Bologna (I) (Galerie)

    Diese Seite verwendet Cookies. Durch die Nutzung unserer Seite erklären Sie sich damit einverstanden, dass wir Cookies setzen. Weitere Informationen

    • Bologna (I) (Galerie)

      Skandalöserweise enthielt die Galerie eines Forums wie diesem bis heute keine Bilder aus der großartigen alten Stadt Bologna, der Hauptstadt der Region Emilia-Romagna.Daher hab ich mich jetzt mal hingesetzt und das heutige Berliner Regenwetter mit der Erstellung dieses Beitrags ausgeblendet. Die Bilder stammen aus dem Sommer 2009.

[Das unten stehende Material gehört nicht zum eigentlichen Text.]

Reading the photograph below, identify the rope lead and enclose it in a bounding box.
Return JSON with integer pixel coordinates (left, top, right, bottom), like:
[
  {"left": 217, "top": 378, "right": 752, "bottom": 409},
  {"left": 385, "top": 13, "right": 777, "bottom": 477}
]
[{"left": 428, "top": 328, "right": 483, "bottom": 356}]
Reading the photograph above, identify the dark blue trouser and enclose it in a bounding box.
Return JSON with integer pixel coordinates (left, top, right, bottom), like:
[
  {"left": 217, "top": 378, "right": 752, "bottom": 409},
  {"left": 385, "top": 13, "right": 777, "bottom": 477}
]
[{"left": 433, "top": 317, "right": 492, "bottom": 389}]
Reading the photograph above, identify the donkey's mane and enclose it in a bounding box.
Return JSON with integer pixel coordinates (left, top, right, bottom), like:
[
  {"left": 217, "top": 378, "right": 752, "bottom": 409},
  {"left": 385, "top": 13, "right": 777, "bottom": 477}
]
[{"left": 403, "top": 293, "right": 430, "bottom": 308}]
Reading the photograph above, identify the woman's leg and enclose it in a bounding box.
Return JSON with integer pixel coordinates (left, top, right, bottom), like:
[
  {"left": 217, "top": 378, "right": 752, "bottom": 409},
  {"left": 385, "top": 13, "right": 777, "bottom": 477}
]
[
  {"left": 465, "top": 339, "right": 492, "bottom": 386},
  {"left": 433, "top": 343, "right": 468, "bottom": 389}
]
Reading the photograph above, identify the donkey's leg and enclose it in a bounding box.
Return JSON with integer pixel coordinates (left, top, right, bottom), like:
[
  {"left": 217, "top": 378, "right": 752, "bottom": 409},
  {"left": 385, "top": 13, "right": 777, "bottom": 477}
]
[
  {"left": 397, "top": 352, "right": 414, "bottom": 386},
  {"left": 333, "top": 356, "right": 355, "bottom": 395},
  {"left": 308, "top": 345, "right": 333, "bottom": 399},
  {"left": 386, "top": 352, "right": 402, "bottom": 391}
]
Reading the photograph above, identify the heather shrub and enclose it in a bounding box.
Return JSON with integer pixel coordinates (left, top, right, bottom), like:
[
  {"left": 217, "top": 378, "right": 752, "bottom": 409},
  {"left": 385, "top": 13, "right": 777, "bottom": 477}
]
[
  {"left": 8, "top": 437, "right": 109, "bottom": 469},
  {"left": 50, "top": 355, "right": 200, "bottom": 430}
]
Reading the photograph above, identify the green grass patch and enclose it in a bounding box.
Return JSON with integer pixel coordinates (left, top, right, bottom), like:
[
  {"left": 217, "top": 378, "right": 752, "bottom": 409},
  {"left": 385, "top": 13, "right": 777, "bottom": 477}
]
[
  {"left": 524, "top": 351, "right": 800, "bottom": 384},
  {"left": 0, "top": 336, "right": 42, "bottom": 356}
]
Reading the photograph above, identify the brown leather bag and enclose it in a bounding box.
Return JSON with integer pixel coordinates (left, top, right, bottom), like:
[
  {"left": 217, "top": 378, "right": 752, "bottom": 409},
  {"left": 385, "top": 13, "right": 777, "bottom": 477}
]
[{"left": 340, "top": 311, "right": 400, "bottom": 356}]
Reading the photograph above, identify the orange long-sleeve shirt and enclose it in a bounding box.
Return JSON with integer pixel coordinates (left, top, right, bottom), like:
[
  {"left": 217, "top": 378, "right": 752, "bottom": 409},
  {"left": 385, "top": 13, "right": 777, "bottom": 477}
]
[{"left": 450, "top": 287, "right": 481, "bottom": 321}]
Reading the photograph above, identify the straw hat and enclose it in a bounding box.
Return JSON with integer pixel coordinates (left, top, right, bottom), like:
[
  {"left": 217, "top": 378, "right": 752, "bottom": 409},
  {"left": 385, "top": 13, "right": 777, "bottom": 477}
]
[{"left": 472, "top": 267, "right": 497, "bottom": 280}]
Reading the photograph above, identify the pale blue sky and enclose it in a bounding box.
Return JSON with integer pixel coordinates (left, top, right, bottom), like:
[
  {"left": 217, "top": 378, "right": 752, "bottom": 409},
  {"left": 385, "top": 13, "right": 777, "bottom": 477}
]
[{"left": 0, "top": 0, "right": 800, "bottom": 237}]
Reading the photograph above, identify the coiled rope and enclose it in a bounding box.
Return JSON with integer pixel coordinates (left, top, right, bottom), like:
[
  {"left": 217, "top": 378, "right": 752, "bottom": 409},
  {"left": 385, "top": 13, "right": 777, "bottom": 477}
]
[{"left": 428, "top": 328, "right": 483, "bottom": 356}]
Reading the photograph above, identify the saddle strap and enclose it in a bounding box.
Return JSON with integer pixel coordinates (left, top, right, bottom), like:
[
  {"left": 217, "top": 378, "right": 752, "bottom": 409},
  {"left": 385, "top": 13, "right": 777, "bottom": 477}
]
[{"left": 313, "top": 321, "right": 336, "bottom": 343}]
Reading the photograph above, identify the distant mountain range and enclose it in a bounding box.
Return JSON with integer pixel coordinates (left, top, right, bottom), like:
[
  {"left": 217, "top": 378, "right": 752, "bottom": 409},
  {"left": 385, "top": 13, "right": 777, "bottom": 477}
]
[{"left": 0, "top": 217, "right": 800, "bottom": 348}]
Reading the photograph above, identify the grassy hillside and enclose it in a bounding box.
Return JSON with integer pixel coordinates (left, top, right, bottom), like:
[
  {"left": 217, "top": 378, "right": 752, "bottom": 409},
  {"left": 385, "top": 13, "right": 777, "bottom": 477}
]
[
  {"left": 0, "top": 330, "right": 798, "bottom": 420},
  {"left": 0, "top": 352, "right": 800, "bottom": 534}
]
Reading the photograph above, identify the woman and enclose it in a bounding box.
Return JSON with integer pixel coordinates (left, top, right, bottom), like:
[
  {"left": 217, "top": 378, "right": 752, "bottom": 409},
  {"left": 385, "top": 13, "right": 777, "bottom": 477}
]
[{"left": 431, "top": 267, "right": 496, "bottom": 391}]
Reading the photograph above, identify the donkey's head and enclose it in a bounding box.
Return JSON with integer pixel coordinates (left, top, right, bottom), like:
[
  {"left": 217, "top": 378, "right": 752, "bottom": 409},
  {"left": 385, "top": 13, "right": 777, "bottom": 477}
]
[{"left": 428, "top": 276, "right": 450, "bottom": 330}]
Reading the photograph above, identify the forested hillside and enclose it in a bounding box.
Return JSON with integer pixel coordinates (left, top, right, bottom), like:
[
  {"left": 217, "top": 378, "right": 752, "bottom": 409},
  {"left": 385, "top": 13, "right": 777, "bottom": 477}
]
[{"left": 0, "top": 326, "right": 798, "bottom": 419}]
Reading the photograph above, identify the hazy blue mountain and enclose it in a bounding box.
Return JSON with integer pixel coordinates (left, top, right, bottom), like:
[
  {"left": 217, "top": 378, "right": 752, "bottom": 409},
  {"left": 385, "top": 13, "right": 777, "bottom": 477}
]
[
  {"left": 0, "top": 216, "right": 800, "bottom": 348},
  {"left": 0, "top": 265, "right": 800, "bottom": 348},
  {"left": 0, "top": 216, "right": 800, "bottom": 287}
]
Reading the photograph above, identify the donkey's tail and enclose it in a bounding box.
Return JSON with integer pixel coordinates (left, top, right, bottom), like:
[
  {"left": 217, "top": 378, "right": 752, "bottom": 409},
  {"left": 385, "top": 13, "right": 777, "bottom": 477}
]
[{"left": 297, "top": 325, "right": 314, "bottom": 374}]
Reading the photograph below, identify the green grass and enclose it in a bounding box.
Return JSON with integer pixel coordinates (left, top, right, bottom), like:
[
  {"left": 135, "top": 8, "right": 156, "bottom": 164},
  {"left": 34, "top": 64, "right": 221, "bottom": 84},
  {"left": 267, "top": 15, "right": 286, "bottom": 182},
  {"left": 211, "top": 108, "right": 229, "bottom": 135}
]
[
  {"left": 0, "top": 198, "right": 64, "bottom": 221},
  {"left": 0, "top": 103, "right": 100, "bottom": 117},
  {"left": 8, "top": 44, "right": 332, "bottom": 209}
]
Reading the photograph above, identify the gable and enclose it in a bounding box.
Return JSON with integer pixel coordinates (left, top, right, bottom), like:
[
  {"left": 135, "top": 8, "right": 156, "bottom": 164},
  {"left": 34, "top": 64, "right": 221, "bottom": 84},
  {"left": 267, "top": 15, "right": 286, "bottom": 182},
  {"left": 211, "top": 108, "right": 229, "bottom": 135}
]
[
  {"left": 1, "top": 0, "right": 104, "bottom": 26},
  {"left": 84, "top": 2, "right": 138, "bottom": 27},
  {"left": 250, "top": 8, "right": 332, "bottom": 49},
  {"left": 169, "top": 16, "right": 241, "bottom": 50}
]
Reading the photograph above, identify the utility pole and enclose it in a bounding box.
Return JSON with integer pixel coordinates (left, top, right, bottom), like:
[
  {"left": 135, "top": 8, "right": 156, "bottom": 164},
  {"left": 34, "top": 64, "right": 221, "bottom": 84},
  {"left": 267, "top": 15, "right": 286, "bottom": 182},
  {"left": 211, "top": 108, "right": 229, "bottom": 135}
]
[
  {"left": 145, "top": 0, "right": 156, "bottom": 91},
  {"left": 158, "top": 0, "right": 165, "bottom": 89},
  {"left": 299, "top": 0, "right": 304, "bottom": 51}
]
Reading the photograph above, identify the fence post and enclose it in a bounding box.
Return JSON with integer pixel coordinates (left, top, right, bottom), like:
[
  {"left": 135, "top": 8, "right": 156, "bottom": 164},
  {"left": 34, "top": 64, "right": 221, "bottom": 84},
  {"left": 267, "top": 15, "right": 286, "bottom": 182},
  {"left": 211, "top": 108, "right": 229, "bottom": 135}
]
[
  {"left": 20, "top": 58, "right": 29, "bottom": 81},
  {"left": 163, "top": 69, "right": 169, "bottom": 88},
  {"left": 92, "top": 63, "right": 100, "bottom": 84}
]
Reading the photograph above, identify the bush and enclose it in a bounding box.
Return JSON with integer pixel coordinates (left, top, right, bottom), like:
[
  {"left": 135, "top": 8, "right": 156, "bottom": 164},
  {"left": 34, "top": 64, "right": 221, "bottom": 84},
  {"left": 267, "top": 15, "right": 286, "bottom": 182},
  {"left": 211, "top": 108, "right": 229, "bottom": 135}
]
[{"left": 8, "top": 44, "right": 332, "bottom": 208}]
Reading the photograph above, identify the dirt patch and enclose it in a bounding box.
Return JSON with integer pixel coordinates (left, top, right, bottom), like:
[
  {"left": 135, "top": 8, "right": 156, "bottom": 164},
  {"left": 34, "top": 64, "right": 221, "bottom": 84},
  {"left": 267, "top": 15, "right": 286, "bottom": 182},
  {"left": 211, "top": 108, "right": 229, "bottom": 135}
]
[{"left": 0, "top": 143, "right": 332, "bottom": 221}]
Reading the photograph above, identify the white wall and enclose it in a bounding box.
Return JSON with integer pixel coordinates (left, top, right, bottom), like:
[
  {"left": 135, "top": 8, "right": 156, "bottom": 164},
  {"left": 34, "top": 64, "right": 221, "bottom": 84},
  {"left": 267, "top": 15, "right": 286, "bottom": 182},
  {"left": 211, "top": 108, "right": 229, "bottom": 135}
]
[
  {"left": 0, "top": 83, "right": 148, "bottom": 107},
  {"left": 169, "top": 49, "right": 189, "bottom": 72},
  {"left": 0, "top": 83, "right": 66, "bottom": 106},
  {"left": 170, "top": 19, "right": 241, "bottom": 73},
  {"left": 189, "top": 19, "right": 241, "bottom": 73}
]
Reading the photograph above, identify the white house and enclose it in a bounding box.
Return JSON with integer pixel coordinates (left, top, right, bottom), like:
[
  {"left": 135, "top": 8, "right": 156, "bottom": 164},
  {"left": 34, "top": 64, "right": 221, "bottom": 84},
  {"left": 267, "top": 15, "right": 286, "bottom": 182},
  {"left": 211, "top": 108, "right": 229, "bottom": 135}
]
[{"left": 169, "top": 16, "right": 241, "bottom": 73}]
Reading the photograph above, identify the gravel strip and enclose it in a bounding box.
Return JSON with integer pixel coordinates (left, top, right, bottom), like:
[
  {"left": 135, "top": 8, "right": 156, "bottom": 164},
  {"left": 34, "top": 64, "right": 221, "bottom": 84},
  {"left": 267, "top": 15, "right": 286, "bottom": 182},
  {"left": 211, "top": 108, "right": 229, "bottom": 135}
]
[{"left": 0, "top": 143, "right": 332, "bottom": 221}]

      Bologna ist bis heute stark von der Renaissance geprägt und obgleich keine Stadtmauer mehr besteht, sind die alten Stadttore als signifikante Bauten erhalten, von wo sternförmig die Hauptmagistralen ins Zentrum führen. Um die Altstadt herum verläuft eine Ringstraße, welche die mittelalterliche Altstadt klar umgrenzt.
      Die Einwohnerzahl der historisch und kulturell so außerordentlich reichen Stadt beläuft sich auf rund 375.000.

      Ein abendlicher Blick von außerhalb des Rings nach Süden - rechts Richtung Stadtmitte


      Dann nach Westen auf die beeindruckende Silhouette der Altstadt




      An der Piazza Aldrovandi (äußere Altstadt)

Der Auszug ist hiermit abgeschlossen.